Hierarchical VAE with a Diffusion-based VampPrior
Anna Kuzina, Jakub M. Tomczak
TL;DR
This work targets training instability and inefficiency in deep hierarchical VAEs by introducing a diffusion-based VampPrior with amortized pseudoinputs and a diffusion-based prior over pseudoinputs. The model extends the Ladder VAE framework with a non-trainable transformation (DCT) to generate compact pseudoinputs and employs latent aggregation to ensure all latent levels remain active, achieving strong performance with fewer parameters and layers. The key contributions include amortized VampPrior for all hierarchical levels, DCT-based pseudoinputs, a diffusion-based prior over pseudoinputs, and a latent-aggregation mechanism that improves latent-space utilization, validated on MNIST, OMNIGLOT, and CIFAR-10. These advances yield improved negative log-likelihood and bits-per-dimension metrics, reduced memory demands, and stable training without the hacks often required for deep hierarchical VAEs, enabling scalable high-capacity generative modeling. The approach has practical impact for deploying deep hierarchical VAEs in resource-constrained settings while maintaining sample quality and latent-disentanglement properties.
Abstract
Deep hierarchical variational autoencoders (VAEs) are powerful latent variable generative models.

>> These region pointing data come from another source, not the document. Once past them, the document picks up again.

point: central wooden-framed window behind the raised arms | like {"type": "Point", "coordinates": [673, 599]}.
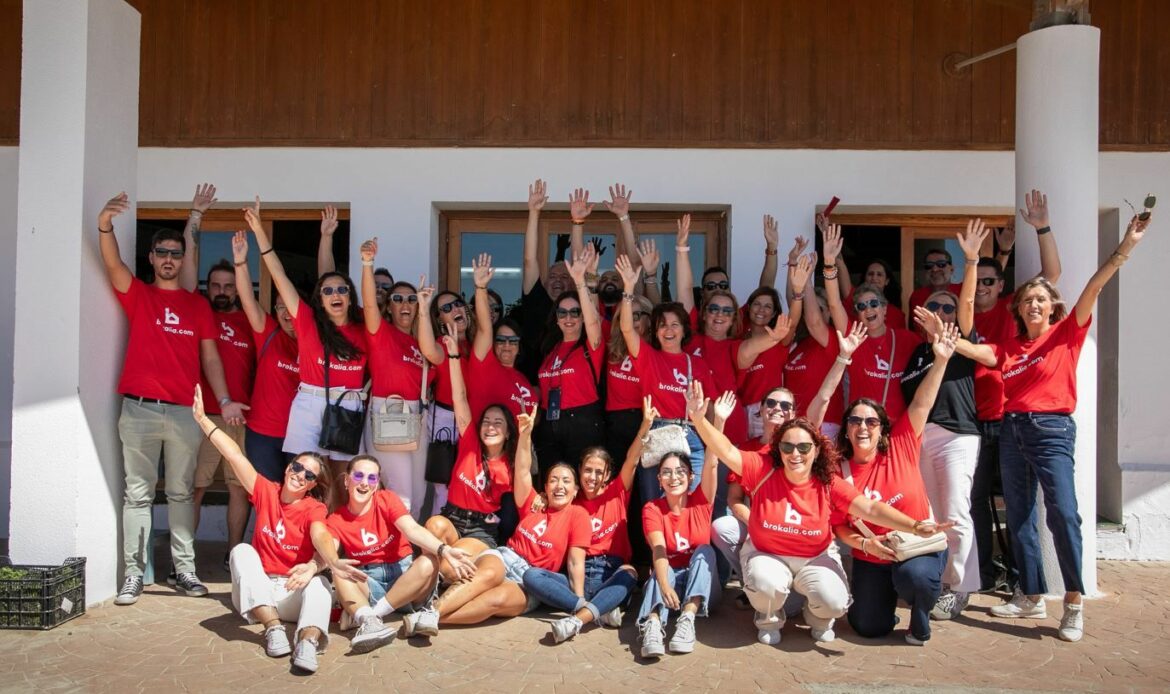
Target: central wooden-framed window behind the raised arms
{"type": "Point", "coordinates": [465, 235]}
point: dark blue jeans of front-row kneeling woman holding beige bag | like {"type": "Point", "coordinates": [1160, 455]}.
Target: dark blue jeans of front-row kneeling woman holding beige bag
{"type": "Point", "coordinates": [877, 589]}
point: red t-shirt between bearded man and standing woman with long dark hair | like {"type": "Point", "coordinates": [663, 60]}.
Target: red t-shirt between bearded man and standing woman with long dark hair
{"type": "Point", "coordinates": [278, 375]}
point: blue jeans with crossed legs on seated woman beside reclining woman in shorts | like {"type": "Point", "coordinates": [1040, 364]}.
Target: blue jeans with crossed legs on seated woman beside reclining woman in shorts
{"type": "Point", "coordinates": [605, 587]}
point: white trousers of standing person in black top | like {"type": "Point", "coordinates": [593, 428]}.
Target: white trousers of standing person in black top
{"type": "Point", "coordinates": [948, 465]}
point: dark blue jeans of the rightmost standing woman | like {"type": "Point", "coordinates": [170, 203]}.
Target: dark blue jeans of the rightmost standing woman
{"type": "Point", "coordinates": [1036, 448]}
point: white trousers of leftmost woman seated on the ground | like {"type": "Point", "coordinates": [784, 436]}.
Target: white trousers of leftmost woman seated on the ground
{"type": "Point", "coordinates": [253, 588]}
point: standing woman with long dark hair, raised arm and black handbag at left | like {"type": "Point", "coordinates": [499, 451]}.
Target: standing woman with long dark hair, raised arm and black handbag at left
{"type": "Point", "coordinates": [329, 329]}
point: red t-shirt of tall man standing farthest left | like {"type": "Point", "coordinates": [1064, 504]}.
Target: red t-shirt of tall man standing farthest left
{"type": "Point", "coordinates": [167, 327]}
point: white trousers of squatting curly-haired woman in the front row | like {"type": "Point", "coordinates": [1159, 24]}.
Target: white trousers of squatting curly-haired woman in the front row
{"type": "Point", "coordinates": [770, 579]}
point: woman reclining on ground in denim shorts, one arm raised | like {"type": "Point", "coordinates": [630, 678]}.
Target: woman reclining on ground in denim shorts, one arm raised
{"type": "Point", "coordinates": [545, 540]}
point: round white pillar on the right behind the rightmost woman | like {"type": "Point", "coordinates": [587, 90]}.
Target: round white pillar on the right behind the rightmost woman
{"type": "Point", "coordinates": [1057, 153]}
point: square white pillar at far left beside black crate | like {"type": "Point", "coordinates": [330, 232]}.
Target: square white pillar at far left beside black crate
{"type": "Point", "coordinates": [79, 147]}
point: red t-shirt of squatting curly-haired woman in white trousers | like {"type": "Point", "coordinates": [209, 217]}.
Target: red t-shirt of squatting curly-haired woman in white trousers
{"type": "Point", "coordinates": [793, 520]}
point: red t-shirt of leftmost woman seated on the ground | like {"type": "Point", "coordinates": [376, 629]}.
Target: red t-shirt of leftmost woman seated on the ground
{"type": "Point", "coordinates": [281, 534]}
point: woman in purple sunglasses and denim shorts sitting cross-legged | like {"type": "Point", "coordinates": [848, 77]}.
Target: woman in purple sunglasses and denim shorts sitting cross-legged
{"type": "Point", "coordinates": [376, 531]}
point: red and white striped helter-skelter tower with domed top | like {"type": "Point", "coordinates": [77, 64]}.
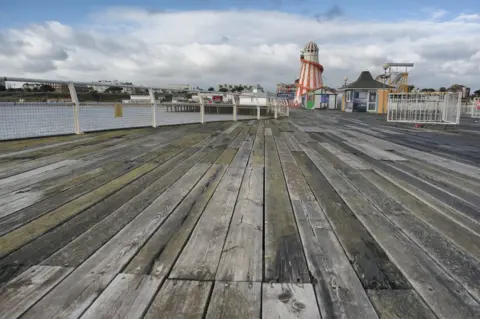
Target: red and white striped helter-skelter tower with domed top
{"type": "Point", "coordinates": [310, 72]}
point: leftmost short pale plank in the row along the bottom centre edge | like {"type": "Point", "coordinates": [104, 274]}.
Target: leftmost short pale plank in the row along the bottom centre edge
{"type": "Point", "coordinates": [127, 297]}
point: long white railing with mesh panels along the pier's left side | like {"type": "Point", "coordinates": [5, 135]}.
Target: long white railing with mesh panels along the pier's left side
{"type": "Point", "coordinates": [33, 119]}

In this paper, we introduce Hierarchical VAE with Diffusion-based Variational Mixture of the Posterior Prior (VampPrior). We apply amortization to scale the VampPrior to models with many stochastic layers. The proposed approach allows us to achieve better performance compared to the original VampPrior work and other deep hierarchical VAEs, while using fewer parameters. We empirically validate our method on standard benchmark datasets (MNIST, OMNIGLOT, CIFAR10) and demonstrate improved training stability and latent space utilization.